Is it unsafe to co_yield a pointer to a local coroutine variable?

Question

It's common knowledge that returning a pointer to a stack variable is generally a bad idea:

int* foo() {
  int i = 0;
  return &i;
}

int main() {
  int* p = foo();
}

In the example above, my understanding is that the int is destroyed and so p is a dangling pointer.

I am wondering about the extent to which this applies to the newly introduced coroutines of C++20:

generator<span<byte>> read(stream& s) {
  array<byte, 4096> b;
  while (s.is_open()) {
    const size_t n = s.read_some(b);
    co_yield span(b, n);
  }
}

int main() {
  stream s;
  for (span<byte> v : read(s)) {
    /* ... */
  }
}

In this example, the coroutine read yields a span view into the local buffer b. Internally, that view stores a pointer to the buffer. Will that pointer ever be dangling when v is used with the body of the range-for loop?

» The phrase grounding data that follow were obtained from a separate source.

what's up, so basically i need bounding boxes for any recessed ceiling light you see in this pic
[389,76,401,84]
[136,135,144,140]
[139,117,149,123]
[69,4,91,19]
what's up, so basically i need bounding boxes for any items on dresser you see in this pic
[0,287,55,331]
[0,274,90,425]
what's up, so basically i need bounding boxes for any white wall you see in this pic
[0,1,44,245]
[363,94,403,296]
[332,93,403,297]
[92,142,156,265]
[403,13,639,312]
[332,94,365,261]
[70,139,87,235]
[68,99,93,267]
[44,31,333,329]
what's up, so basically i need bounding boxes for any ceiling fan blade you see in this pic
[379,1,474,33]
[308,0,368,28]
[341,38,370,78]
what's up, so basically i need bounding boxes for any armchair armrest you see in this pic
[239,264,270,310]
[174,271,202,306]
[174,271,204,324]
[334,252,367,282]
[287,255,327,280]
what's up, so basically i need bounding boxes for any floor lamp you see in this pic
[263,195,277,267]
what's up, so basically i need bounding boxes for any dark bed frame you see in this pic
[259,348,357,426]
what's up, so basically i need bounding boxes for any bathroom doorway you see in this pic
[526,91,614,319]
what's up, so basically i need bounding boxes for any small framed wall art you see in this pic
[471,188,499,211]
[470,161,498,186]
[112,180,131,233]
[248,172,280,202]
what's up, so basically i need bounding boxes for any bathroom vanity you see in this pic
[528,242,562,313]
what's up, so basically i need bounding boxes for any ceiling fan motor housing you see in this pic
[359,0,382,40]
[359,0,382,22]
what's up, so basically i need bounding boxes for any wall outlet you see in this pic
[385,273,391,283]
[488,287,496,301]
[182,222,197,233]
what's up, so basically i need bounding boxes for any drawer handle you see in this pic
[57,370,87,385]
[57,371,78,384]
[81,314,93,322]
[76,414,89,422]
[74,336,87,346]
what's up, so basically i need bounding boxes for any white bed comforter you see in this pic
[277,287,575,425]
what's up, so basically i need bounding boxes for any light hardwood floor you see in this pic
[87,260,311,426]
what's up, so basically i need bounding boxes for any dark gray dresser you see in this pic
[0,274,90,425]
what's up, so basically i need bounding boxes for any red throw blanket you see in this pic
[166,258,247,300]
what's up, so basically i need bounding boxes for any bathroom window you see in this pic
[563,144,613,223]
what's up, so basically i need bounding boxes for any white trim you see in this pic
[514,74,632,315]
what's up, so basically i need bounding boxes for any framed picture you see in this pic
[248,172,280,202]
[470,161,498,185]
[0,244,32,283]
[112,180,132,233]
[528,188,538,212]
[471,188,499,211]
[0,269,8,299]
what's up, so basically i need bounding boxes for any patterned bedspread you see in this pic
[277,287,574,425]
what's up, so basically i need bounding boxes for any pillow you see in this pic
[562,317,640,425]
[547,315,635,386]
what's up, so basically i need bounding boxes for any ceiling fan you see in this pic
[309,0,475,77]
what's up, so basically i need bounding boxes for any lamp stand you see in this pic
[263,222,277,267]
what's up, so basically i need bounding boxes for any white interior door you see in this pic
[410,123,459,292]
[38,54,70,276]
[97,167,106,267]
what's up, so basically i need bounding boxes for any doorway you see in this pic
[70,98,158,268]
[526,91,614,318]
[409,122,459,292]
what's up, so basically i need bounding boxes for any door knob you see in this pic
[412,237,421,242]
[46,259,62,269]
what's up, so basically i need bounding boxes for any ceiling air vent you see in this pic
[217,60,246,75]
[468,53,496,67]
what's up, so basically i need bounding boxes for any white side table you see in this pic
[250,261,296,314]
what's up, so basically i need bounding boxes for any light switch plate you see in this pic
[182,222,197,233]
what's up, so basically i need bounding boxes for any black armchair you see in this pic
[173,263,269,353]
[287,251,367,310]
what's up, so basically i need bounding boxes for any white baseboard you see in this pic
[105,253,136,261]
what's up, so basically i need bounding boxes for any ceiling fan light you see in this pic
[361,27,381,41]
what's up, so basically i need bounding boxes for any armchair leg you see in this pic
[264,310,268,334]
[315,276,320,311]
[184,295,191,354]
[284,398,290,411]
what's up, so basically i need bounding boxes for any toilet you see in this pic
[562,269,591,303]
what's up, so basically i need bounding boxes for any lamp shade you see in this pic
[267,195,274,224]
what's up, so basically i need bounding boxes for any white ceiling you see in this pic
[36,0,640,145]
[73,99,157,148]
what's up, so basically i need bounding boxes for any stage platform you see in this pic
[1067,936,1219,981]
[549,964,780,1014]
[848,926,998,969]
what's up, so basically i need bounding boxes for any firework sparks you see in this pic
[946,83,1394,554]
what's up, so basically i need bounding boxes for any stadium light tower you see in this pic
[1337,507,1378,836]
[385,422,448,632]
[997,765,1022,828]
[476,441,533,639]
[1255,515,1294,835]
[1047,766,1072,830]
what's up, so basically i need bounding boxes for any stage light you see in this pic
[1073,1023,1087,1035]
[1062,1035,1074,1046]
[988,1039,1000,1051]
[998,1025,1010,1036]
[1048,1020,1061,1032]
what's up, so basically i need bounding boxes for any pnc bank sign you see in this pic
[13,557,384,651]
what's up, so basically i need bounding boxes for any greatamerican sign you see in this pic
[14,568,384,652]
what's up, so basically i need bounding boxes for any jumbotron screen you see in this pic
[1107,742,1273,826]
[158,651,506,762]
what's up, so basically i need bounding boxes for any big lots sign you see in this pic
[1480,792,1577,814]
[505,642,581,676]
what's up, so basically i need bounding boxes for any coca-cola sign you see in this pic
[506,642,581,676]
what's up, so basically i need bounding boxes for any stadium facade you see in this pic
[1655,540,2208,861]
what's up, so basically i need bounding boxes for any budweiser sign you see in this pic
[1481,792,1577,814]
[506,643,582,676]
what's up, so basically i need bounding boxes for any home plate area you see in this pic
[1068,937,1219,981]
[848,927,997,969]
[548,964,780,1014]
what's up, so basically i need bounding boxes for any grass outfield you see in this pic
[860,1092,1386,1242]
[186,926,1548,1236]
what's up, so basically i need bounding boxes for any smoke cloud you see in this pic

For context, the coroutine code in the second example is modeled after the code in my own project. There, AddressSanitizer ends the program with a "use-after-free" error. Ordinarily I'd consider that enough to answer my question, but since coroutine development is still coming along at this point in time (my project is using boost::asio::experimental::coro, emphasis on "experimental"), I was wondering if the error was caused by a bug with generator's implementation or if returning pointers in this way is fundamentally incorrect (similar to the first example).

Answer 1

With language coroutines, this has to be safe: the lifetime of b must continue until the generator is finished, so pointers to it must be useful that long.